2)     QS. At – Taubah : 122
۞ وَمَا كَانَ الْمُؤْمِنُونَ لِيَنْفِرُوا كَافَّةً ۚ فَلَوْلَا نَفَرَ مِنْ كُلِّ فِرْقَةٍ مِنْهُمْ طَائِفَةٌ لِيَتَفَقَّهُوا فِي الدِّينِ وَلِيُنْذِرُوا قَوْمَهُمْ إِذَا رَجَعُوا إِلَيْهِمْ لَعَلَّهُمْ يَحْذَرُونَ
“Tidak sepatutnya bagi mukminin itu pergi semuanya (ke medan perang).
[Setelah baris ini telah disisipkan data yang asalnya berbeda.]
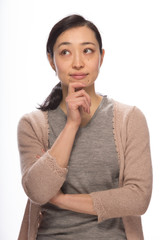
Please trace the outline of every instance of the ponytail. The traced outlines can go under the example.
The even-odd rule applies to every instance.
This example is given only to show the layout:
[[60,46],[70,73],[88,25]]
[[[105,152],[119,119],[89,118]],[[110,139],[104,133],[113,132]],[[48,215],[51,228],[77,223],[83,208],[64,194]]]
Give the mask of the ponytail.
[[62,100],[62,87],[59,82],[51,91],[43,104],[39,105],[38,109],[42,111],[54,110],[58,107]]

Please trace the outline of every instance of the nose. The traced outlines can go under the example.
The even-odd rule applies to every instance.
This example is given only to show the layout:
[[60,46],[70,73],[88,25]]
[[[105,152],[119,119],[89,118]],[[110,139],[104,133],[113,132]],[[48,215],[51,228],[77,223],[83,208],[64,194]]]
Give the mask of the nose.
[[84,67],[83,56],[78,52],[73,55],[72,67],[77,70]]

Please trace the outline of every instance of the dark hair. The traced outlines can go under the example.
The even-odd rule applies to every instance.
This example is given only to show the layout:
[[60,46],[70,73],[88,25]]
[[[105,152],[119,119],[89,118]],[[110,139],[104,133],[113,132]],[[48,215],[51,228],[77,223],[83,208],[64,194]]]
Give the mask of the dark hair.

Mengapa tidak pergi dari tiap-tiap golongan di antara mereka beberapa orang untuk memperdalam pengetahuan mereka tentang agama dan untuk memberi peringatan kepada kaumnya apabila mereka telah kembali kepadanya, supaya mereka itu dapat menjaga dirinya.”
3)     QS. An – Nahl : 43
وَمَا أَرْسَلْنَا مِنْ قَبْلِكَ إِلَّا رِجَالًا نُوحِي إِلَيْهِمْ ۚ فَاسْأَلُوا أَهْلَ الذِّكْرِ إِنْ كُنْتُمْ لَا تَعْلَمُونَ
“Dan Kami tidak mengutus sebelum kamu, kecuali orang-orang lelaki yang Kami beri wahyu kepada mereka; maka bertanyalah kepada orang yang mempunyai pengetahuan jika kamu tidak mengetahui,”
c.       Larangan Bertaqlid
Adapun tiga bentuk yang disepakati oleh para ulama ushul fiqih dalam melarang sikap taqlid, antara lain:
1)     Mengikuti tradisi nenek moyang yang bertentangan dengan Al – Qur’an dan Hadis. Misalnya, mengikuti tradisi nenek moyang yang melakukan tirakat di makam selama tujuh malam, agar keinginannya terkabulkan. Hal ini tentunya dilarang, sebagaimana firman Allah dalam QS. Al – Ahzab (33) : 64
إِنَّ اللَّهَ لَعَنَ الْكَافِرِينَ وَأَعَدَّ لَهُمْ سَعِيرًا
“Sesungguhnya Allah melaknati orang-orang kafir dan menyediakan bagi mereka api yang menyala-nyala (neraka),”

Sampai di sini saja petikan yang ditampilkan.